Tuesday, October 1, 2024

Could owe trillions?

Vincent J. Curtis

30 Sept 24

RE: We’re not asking to break Canada. News item The Hamilton Spectator 28 Sept 24

Those who, over the years, have followed closely the land disputes raised by members of the Six Nations, the attacks in bad faith on two different property developments in Caledonia, and have researched deeply the so-called Nanfan Treaty know that there is no merit whatsoever in the land claim now before the courts and reported on in the Spectator article.

But this is not the place to discuss why. At no cost to themselves, Six Nations can throw this lawsuit and then another at Canada, for this reason or that, and Canada cannot afford to lose even once. Any court judge, for reasons having nothing to do with the law, can decide that he, in his superior virtue, thinks that Canada ought to give the Indians even more money.

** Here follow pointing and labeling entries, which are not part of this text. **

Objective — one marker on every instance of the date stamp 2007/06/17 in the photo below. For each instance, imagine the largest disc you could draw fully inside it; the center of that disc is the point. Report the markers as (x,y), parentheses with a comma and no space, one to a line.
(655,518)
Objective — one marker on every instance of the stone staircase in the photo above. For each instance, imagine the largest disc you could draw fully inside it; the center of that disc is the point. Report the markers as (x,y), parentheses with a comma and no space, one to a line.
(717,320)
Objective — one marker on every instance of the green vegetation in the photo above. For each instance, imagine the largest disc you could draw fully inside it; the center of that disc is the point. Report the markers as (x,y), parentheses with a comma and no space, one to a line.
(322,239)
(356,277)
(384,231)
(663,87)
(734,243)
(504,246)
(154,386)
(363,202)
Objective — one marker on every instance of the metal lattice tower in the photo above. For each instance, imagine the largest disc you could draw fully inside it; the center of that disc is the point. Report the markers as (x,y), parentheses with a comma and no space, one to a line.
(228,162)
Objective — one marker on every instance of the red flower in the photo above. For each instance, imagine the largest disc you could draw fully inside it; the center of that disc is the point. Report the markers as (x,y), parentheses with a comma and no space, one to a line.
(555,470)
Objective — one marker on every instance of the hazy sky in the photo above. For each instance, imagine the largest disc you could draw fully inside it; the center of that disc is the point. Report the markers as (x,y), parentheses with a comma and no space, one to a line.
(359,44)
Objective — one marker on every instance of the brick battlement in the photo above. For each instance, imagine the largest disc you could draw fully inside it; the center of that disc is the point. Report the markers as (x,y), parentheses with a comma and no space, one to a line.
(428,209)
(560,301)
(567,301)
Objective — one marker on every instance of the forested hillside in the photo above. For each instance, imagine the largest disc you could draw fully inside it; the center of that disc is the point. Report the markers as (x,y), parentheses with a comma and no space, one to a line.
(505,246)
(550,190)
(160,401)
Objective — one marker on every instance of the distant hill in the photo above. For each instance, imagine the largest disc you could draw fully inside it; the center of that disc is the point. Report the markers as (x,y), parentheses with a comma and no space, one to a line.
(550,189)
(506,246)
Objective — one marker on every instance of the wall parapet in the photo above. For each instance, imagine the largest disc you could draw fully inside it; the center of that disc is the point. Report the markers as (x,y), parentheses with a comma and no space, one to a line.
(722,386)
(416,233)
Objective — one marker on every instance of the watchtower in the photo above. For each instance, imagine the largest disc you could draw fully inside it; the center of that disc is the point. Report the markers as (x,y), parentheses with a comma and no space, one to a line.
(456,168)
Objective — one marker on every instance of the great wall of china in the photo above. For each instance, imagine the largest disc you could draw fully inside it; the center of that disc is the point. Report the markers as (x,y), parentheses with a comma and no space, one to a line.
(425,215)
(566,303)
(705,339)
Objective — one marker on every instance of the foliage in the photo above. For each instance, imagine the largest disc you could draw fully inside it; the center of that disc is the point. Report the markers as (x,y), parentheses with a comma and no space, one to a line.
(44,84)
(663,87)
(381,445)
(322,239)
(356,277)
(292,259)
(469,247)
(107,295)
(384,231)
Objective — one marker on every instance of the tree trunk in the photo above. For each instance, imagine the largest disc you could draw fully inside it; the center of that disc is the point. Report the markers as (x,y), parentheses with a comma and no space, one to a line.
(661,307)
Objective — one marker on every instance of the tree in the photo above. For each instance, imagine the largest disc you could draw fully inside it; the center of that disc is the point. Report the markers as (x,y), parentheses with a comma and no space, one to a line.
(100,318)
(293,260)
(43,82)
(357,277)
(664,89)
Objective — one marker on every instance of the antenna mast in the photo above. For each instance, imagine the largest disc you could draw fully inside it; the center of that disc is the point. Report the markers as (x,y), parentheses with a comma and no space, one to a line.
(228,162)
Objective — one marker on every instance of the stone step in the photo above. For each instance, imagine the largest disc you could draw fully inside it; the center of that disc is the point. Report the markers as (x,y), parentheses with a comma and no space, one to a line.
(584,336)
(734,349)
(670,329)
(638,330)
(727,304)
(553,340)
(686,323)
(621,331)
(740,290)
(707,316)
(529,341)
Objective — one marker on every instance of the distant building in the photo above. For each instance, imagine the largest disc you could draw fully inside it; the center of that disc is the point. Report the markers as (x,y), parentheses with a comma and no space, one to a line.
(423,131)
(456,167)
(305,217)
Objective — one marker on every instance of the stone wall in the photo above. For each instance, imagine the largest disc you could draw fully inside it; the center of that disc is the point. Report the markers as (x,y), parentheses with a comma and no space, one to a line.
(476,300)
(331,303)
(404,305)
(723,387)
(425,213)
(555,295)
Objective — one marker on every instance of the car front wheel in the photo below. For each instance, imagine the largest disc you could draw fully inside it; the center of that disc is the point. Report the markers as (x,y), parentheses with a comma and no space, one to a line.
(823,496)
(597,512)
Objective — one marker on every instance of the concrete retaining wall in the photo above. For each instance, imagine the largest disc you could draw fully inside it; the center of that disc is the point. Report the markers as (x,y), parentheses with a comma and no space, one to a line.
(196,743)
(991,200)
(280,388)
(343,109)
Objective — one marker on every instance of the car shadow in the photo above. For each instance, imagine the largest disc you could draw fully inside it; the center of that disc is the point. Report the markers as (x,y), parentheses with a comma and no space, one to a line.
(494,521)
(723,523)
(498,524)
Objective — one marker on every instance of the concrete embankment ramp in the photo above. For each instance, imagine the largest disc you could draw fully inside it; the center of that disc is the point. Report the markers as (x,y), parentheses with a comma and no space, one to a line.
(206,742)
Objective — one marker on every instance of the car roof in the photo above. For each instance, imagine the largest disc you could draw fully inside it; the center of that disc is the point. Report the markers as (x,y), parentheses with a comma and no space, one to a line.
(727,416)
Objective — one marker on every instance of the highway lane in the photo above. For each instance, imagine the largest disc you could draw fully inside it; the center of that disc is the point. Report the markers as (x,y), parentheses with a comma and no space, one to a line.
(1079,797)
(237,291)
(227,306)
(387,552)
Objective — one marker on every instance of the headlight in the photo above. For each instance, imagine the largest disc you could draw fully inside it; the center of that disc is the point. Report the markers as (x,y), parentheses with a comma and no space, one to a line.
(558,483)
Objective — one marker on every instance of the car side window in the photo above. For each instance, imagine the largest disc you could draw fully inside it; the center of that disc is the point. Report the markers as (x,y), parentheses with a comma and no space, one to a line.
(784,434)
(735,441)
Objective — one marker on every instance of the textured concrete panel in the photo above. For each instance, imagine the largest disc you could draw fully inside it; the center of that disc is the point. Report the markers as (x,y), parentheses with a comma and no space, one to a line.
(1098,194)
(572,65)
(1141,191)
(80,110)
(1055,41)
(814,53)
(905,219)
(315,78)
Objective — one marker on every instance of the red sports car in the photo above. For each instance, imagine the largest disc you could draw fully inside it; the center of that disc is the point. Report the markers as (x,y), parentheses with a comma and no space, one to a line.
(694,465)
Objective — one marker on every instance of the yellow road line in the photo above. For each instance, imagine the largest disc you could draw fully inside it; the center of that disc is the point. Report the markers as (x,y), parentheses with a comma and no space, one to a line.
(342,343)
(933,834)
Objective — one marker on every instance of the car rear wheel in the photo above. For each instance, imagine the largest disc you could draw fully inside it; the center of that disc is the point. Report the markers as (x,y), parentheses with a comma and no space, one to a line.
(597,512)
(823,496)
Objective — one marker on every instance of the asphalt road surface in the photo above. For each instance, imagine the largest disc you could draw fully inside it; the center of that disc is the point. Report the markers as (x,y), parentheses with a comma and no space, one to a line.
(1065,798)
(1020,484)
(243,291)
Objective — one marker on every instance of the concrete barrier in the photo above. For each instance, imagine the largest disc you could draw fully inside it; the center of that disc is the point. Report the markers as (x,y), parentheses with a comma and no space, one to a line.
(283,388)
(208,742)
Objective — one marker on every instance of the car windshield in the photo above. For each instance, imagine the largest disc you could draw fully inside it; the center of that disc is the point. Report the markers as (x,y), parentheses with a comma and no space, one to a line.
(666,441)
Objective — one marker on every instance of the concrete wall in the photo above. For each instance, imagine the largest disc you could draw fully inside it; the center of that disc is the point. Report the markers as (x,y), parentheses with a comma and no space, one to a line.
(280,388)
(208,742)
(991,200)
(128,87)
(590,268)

For all the spaghetti Six Nations is throwing at the wall, they might well be Italian.

Canada has to figure out a way of dealing with bad faith litigation by Indians who have nothing to lose and trillions to gain. A price needs to be paid by the Indians if they lose.

Canada’s national debt stands are $1.2 trillion; the decision as to whether the Indian litigants are owed multiple trillions surely cannot be left in the hands of any old Ontario judge.